Pazopanib is approved for use after the failure of chemotherapy for soft tissue sarcoma. We aimed to evaluate the clinical outcome and tolerability in a real-world setting.

Methods

Patients treated between June 2015 and August 2019 were reviewed. The response was assessed at 8 and 12 weeks using the Response Evaluation Criteria in Solid Tumors version 1.1. Survival analysis was performed using the Kaplan-Meier method. Toxicity was assessed using the Common Terminology Criteria v. 5.0.

Results

Forty-five patients (51% male) were identified; the median age at diagnosis was 28 years (IQR 23–45 years). The histology subtypes were 26.7% undifferentiated pleomorphic sarcoma (UPS), 15.6% synovial sarcoma (SS), 17% leiomyosarcoma, 8.9% alveolar soft part sarcoma, 8.9% fibrosarcoma, 6.7% epithelioid sarcoma, and 13.3% other types. The most common site for metastases was the lung (55.6%) and liver (13.3%). Pazopanib was used as the second-line and subsequent-line therapy in 46.7% and 53.3% of patients, respectively. At 8 weeks, the clinical benefits rate was 48.9% (7 partial response (PR), 15 stable diseases (SD)), and at 12 weeks, it was 35.5% (6 PR, 10 SD). The median duration of response was 7 months and 3 patients maintained a response more than 12 months; two UPS and 1 SS. The median progression-free survival (PFS) was 3 months (95% confidence interval (CI): 0.75–6.), and the median overall survival was 13 months (95% CI: 7–18.9).

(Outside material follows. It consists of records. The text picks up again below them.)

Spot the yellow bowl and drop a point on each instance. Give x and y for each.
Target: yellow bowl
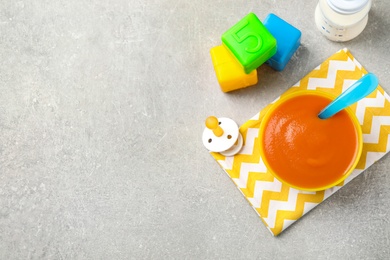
(293, 180)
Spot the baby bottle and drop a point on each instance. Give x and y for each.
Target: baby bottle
(342, 20)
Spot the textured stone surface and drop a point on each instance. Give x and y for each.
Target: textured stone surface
(102, 105)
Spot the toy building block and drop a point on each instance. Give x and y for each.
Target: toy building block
(250, 42)
(288, 38)
(230, 74)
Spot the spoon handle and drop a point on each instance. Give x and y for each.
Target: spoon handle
(360, 89)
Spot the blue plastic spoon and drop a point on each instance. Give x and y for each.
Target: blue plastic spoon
(360, 89)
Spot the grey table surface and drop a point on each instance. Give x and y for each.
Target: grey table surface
(102, 107)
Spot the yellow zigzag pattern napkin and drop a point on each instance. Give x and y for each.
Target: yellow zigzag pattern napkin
(279, 205)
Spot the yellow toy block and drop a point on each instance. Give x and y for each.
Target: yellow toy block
(230, 74)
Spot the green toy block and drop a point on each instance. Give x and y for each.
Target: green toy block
(250, 42)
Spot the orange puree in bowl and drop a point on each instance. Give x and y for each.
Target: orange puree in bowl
(305, 151)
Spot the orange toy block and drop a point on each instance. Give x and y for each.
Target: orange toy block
(230, 74)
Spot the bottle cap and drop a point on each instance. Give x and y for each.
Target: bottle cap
(347, 6)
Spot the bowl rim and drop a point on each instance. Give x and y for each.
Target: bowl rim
(349, 111)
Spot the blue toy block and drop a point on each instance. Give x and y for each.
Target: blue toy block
(288, 39)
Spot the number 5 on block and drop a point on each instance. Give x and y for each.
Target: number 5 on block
(250, 42)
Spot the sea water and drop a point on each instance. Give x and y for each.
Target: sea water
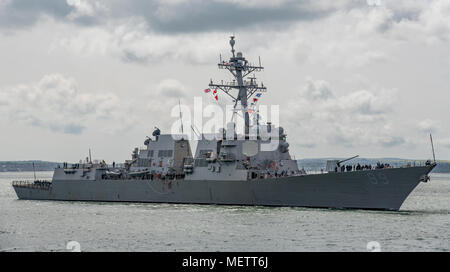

There was no statistical difference between using pazopanib as a second- or subsequent line therapy, 5 vs. 2.9 months (p = 0.44). Totally, 71% of patients were maintained on the full dose (800 mg) and led to discontinuation in 9.5% patients because of transaminitis, interstitial lung disease, or fatigue. The reported grade III/IV toxicities (9 patients) were hypertension, neutropenia, thrombocytopenia, anemia, diarrhea, and fatigue. The most common grade I and II toxicities were anemia 35.5%, hypothyroidism 35.1%, transaminitis 28.9%, thrombocytopenia 24.5%, neutropenia 22.2%, hypophosphatemia 21.6%, and hypertension 15.9%.

Conclusions

Pazopanib was found to be tolerable and effective with outcomes comparable to those reported in clinical trials. No difference in PFS was observed when used either as a second- or subsequent line therapy.

Clinical trial identification

Editorial acknowledgement

Legal entity responsible for the study

The authors.

Funding

Has not received any funding.

Disclosure

All authors have declared no conflicts of interest.